William L Gage’s Reader’s Guide to Adoption-Related Literature, an extensive, wide-ranging, and valuable bibliography, lists hundreds of memoirs and other works by all members of the adoption triad (though birth father accounts are still uncommon). There is a growing number of autobiographies and memoirs written by adopted people—such as Robert Dessaix’s A Mother’s Disgrace, Jeanette Winterson’s Why Be Happy When You Could Be Normal?, and Red Dust Road by Jackie Kay—and a lesser number by birth mothers, like the works of Evelyn Robinson, Pauline Collins’ Letter to Louise, and Looking for Lisa by Libby Harkness, a compilation of several birth mothers’ stories. I could not find any combined birth mother–adopted daughter/son memoirs scrolling through the birth parent category, so von Zerneck and Hatfield may have written, if not the first, then one of very few in this category.

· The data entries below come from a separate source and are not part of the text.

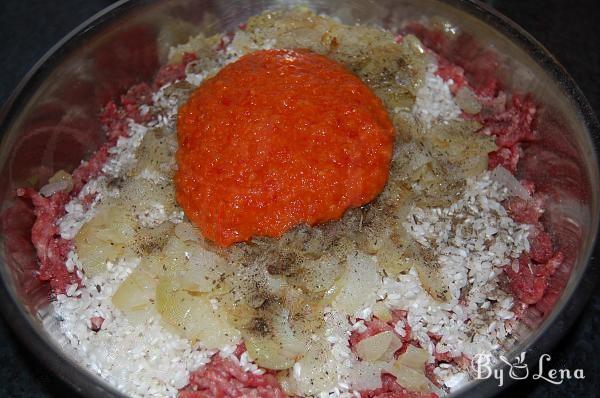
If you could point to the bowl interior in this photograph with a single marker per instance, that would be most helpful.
(52, 123)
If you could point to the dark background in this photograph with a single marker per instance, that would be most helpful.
(570, 29)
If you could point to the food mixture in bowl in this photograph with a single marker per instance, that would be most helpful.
(298, 208)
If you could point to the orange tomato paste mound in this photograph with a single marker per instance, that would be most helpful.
(276, 139)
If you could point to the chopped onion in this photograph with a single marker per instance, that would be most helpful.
(409, 378)
(382, 312)
(372, 348)
(507, 180)
(359, 285)
(467, 101)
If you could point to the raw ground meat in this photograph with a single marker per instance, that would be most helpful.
(223, 378)
(391, 389)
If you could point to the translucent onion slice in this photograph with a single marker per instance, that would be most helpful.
(359, 285)
(414, 357)
(409, 378)
(316, 371)
(507, 180)
(269, 353)
(194, 317)
(136, 292)
(382, 312)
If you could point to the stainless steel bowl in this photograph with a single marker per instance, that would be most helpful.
(51, 123)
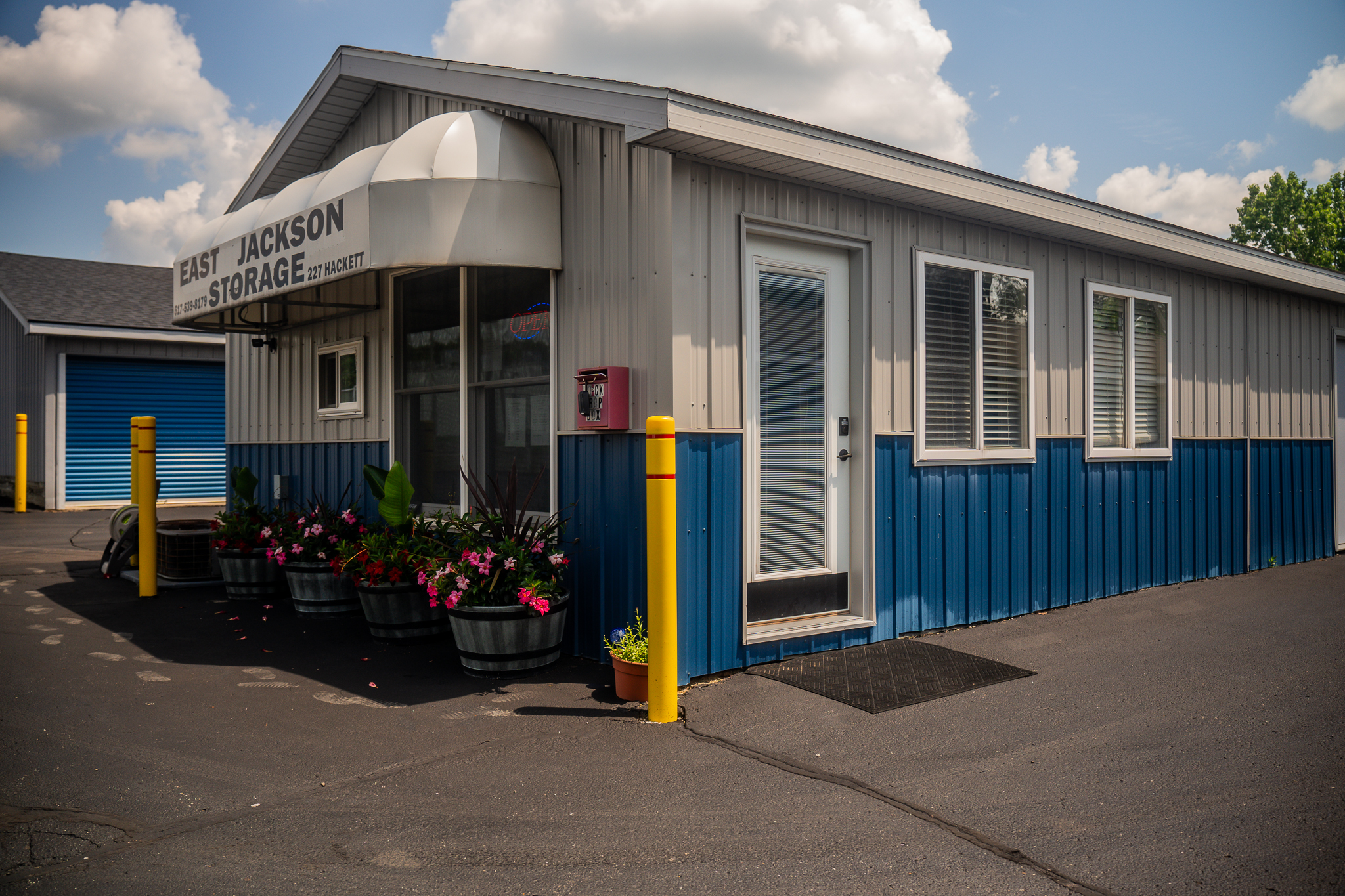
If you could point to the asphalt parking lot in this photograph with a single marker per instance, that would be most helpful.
(1176, 740)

Of course, not every search and reunion is going to work out like this one. Some people will never find their birth parents or their adopted children, or find them too late, or discover hostility and further rejection. Human relationships are complex and varied, and this memoir gives a voice to the particular stories of both the birth mother and the adopted daughter.

Sue Bond is a Brisbane-based writer currently undertaking a PhD in the field of adoption memoir.